JUST IN: Police continue to arrest trespassers to this show. Although there’s no current plan to paint over the works, said to be likely located somewhere under Williamsburg, the NYPD is determined not to allow anyone to see them, citing safety and security concerns. Pictures on the Internet, though, show that some of the paintings have already been vandalized.
What you may experience walking the streets of New York at any given moment may follow you long after. That’s above the ground and no, it’s nothing to do with dogs. But what’s happening below your steps, you can only imagine.
Now here’s something you may be walking on too: a secret art show, hidden within the walls of an abandoned subway station that neither you, nor most of the 8 million people living in this city, will be invited to attend. Ever.
“The Underbelly Project,” the creation of street artists Workhorse and PAC, and 103 other guests from around the world, is just such a show. By the way, they all would rather be referred to only by pseudonymous. Because, first, graffiti art is deemed vandalism in New York and, therefore, illegal, and also because the MTA, which owns the subway tunnels, would never allow such a venture to go on in its property.
It took 18 months of grueling work to put together the project and only a few hours to document it and seal the access to its premises for good. Perhaps some day it’ll be unexpectedly discovered like a time capsule by an urban archaeologist of the future. For art historians of the same period, though, it won’t be hard to realize that it rather memorializes a time prior to its own existence.

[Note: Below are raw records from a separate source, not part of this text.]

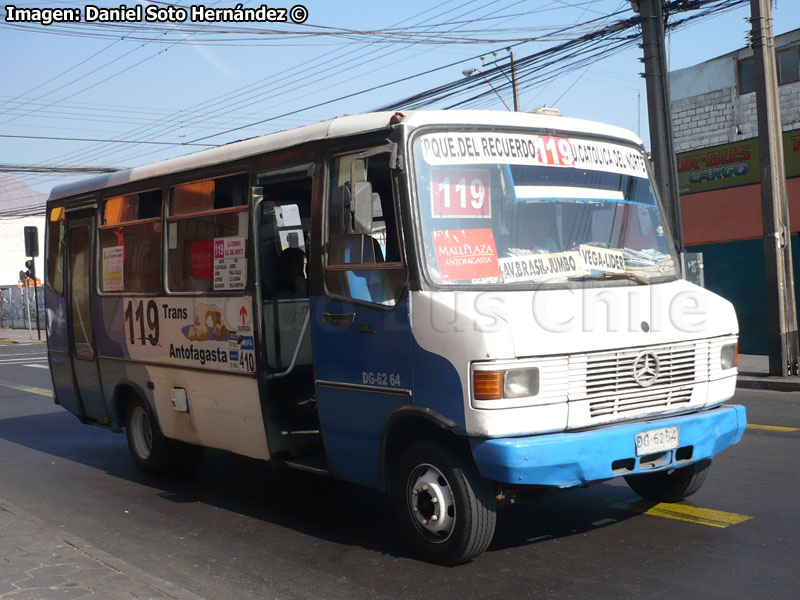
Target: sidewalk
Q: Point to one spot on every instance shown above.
(20, 336)
(38, 562)
(754, 375)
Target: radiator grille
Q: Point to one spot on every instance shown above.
(613, 391)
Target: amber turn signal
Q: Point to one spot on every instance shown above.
(487, 385)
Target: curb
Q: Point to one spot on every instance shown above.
(107, 560)
(764, 383)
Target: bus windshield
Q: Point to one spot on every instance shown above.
(517, 209)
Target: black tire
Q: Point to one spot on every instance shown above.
(153, 453)
(435, 487)
(670, 485)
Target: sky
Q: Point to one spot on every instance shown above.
(182, 84)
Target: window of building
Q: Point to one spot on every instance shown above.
(747, 75)
(207, 235)
(788, 64)
(130, 243)
(55, 249)
(364, 266)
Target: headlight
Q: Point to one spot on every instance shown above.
(513, 383)
(520, 383)
(729, 356)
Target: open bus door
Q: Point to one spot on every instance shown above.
(82, 348)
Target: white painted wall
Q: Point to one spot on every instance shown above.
(707, 109)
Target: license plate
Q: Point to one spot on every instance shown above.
(656, 440)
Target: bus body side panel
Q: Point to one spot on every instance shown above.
(223, 408)
(58, 352)
(363, 372)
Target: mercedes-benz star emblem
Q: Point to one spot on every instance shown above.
(645, 368)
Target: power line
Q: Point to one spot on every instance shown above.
(64, 139)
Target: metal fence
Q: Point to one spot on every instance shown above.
(16, 304)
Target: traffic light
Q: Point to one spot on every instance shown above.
(31, 269)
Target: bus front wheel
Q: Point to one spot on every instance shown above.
(152, 452)
(670, 485)
(446, 509)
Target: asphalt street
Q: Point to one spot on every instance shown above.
(240, 529)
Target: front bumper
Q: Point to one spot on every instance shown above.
(570, 459)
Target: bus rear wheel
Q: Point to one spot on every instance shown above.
(670, 485)
(152, 452)
(445, 508)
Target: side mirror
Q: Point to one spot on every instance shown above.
(358, 206)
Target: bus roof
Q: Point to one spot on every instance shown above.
(334, 128)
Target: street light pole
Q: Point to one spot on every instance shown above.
(468, 72)
(781, 307)
(514, 85)
(658, 111)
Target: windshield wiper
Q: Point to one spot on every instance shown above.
(625, 275)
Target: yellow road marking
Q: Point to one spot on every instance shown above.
(682, 512)
(772, 427)
(26, 388)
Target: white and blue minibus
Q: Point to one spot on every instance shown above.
(450, 306)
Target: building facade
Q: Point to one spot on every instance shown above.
(714, 119)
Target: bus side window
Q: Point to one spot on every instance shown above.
(55, 249)
(376, 273)
(200, 213)
(130, 243)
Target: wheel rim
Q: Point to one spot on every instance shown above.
(431, 503)
(141, 433)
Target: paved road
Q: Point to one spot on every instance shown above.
(238, 529)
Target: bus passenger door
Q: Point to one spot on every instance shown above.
(360, 320)
(283, 234)
(81, 232)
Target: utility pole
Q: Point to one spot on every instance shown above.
(658, 111)
(514, 86)
(781, 307)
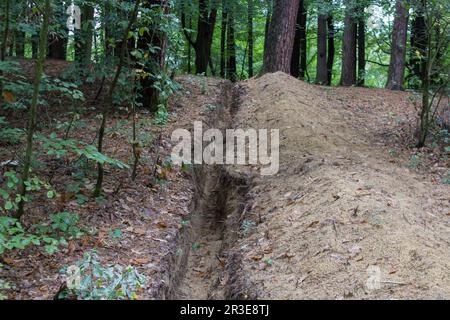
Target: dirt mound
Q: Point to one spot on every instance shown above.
(340, 219)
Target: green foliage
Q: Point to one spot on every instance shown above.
(59, 147)
(62, 227)
(415, 161)
(99, 282)
(3, 286)
(13, 236)
(9, 192)
(10, 136)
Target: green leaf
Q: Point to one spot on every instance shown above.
(9, 205)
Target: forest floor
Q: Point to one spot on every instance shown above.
(354, 212)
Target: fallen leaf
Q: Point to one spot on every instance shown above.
(8, 96)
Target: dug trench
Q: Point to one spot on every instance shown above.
(342, 219)
(202, 268)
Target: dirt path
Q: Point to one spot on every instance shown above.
(341, 220)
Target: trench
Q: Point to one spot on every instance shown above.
(203, 267)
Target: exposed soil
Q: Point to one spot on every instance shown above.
(341, 202)
(346, 198)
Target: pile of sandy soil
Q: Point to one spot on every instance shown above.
(341, 219)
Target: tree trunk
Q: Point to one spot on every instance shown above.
(205, 30)
(250, 37)
(280, 38)
(189, 47)
(361, 47)
(331, 50)
(108, 103)
(348, 74)
(20, 44)
(231, 48)
(321, 69)
(88, 12)
(396, 76)
(267, 24)
(149, 97)
(5, 30)
(298, 61)
(223, 39)
(57, 44)
(418, 45)
(33, 108)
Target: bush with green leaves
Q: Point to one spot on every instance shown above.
(59, 147)
(9, 136)
(63, 226)
(13, 235)
(9, 191)
(103, 282)
(3, 286)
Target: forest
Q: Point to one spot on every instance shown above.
(94, 206)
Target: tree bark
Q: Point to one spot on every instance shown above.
(331, 50)
(231, 48)
(223, 39)
(280, 38)
(361, 47)
(299, 50)
(321, 69)
(418, 47)
(396, 76)
(33, 107)
(348, 74)
(205, 30)
(57, 43)
(149, 97)
(267, 24)
(250, 37)
(20, 44)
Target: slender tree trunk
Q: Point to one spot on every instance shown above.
(348, 75)
(4, 44)
(268, 19)
(109, 98)
(57, 44)
(298, 41)
(331, 50)
(223, 39)
(231, 48)
(107, 30)
(20, 44)
(34, 45)
(418, 45)
(205, 30)
(33, 108)
(321, 70)
(250, 38)
(5, 34)
(396, 76)
(189, 47)
(303, 40)
(280, 38)
(361, 47)
(88, 34)
(149, 96)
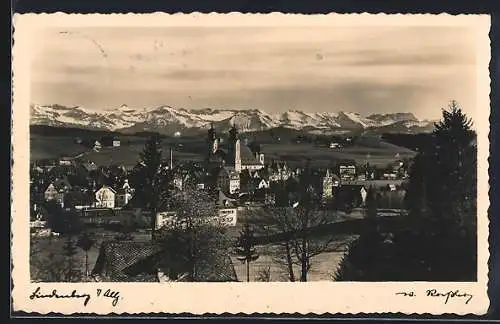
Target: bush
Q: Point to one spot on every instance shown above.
(409, 256)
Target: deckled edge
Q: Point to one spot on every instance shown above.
(142, 315)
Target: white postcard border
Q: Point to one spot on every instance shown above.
(200, 298)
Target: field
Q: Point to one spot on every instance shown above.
(375, 151)
(323, 265)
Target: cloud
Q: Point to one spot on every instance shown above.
(359, 69)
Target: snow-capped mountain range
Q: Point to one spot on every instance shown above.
(167, 120)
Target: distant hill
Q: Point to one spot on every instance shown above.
(169, 120)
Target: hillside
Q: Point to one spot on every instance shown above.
(169, 120)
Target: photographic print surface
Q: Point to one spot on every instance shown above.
(172, 154)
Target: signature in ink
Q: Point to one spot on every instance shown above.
(449, 294)
(115, 295)
(435, 293)
(54, 294)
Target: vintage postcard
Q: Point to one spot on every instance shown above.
(250, 163)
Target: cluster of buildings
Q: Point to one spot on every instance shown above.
(239, 176)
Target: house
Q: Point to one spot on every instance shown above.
(65, 161)
(131, 261)
(89, 166)
(97, 146)
(78, 198)
(57, 190)
(228, 180)
(226, 201)
(98, 216)
(347, 173)
(229, 216)
(105, 197)
(110, 141)
(124, 195)
(166, 218)
(351, 195)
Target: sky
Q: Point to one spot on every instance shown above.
(314, 69)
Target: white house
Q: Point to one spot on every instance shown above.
(228, 216)
(229, 180)
(105, 197)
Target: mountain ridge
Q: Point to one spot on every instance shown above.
(169, 120)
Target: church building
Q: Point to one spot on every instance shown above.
(234, 154)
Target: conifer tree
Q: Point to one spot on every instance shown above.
(148, 177)
(85, 242)
(246, 247)
(441, 201)
(70, 251)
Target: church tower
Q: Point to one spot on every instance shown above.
(233, 135)
(211, 133)
(212, 141)
(237, 156)
(327, 186)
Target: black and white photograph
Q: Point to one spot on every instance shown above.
(256, 153)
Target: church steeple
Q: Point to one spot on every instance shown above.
(211, 133)
(233, 134)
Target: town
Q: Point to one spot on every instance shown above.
(236, 175)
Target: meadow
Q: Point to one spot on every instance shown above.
(375, 151)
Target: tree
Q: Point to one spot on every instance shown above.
(246, 247)
(371, 203)
(196, 238)
(70, 251)
(86, 242)
(147, 177)
(294, 224)
(125, 233)
(441, 203)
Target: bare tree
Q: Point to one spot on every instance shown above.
(293, 228)
(195, 237)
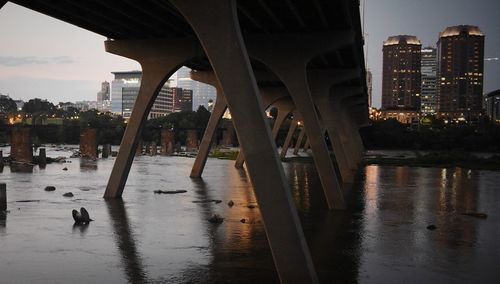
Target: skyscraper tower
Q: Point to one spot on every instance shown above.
(460, 71)
(369, 86)
(428, 98)
(401, 73)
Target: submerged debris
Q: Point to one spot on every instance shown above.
(81, 217)
(476, 214)
(169, 191)
(216, 219)
(216, 201)
(50, 188)
(30, 200)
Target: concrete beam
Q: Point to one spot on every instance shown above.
(218, 111)
(159, 60)
(299, 140)
(216, 25)
(287, 56)
(272, 97)
(289, 136)
(320, 82)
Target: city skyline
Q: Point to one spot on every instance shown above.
(62, 62)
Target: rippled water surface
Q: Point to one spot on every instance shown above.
(167, 238)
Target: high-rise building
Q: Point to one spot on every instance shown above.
(202, 93)
(369, 86)
(428, 97)
(124, 91)
(401, 73)
(460, 72)
(492, 105)
(183, 100)
(103, 100)
(103, 94)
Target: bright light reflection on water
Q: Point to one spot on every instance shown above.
(167, 238)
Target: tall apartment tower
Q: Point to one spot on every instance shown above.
(460, 71)
(401, 73)
(369, 86)
(428, 98)
(103, 95)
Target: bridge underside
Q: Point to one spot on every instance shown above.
(302, 56)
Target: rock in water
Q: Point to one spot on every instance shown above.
(85, 215)
(216, 219)
(77, 216)
(50, 188)
(81, 217)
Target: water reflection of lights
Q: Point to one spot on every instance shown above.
(371, 188)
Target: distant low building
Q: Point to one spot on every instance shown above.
(125, 89)
(403, 116)
(85, 105)
(19, 104)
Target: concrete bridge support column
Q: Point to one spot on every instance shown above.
(272, 97)
(320, 82)
(288, 56)
(191, 140)
(20, 145)
(299, 140)
(307, 145)
(167, 142)
(352, 130)
(88, 143)
(159, 60)
(3, 197)
(42, 158)
(220, 107)
(216, 25)
(289, 136)
(346, 129)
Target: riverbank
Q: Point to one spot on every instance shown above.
(435, 159)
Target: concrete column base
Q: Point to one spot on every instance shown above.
(210, 19)
(159, 60)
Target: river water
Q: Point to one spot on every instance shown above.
(382, 237)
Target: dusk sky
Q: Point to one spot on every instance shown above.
(46, 58)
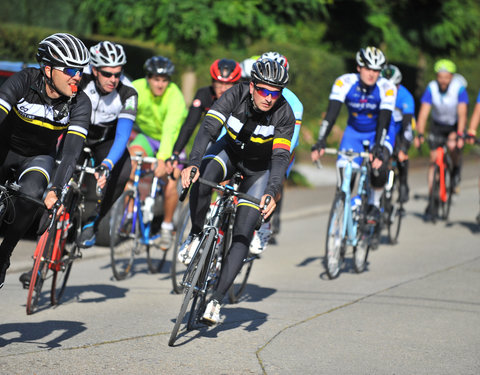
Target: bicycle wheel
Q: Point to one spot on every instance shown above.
(192, 275)
(394, 210)
(335, 243)
(124, 240)
(40, 268)
(177, 268)
(70, 252)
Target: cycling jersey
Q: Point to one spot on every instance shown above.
(260, 139)
(31, 122)
(113, 114)
(363, 103)
(445, 104)
(160, 117)
(203, 100)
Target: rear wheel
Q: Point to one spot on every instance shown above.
(124, 238)
(335, 243)
(177, 268)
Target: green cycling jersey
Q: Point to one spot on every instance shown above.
(160, 117)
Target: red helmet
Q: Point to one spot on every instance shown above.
(225, 70)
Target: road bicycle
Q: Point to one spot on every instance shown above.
(392, 208)
(57, 248)
(347, 223)
(440, 196)
(204, 269)
(132, 226)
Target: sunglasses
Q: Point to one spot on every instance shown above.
(72, 72)
(108, 74)
(264, 92)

Its inaccessibility and likely ephemeral nature is designed to evoke the punk-anarchic spirit of the urban art scene of the 1970s New York. Yet apart its brutal logistics and still real threat of persecution, the show is closer to a rehashing of the long-lost rebellious attitude that marked pioneers of the era, by now, either gone or co-opted for good by the established art world.
A quixotic nihilism pervades PAC’s summation of the project: “Collectors can’t buy the art. The public can’t see it. And the only people with a chance of stumbling across it are the urban explorers who prowl the city’s hidden infrastructure or employees of the MTA.
This being New York and all, though, we wouldn’t be surprised if, as we speak, some fat cat isn’t already planning on bringing the show up to the surface. But it’d probably be equally exclusive – red velvet rope and bouncers galore included -, another A-list-only event neither you nor the rest of those 8 million souls would ever be invited to.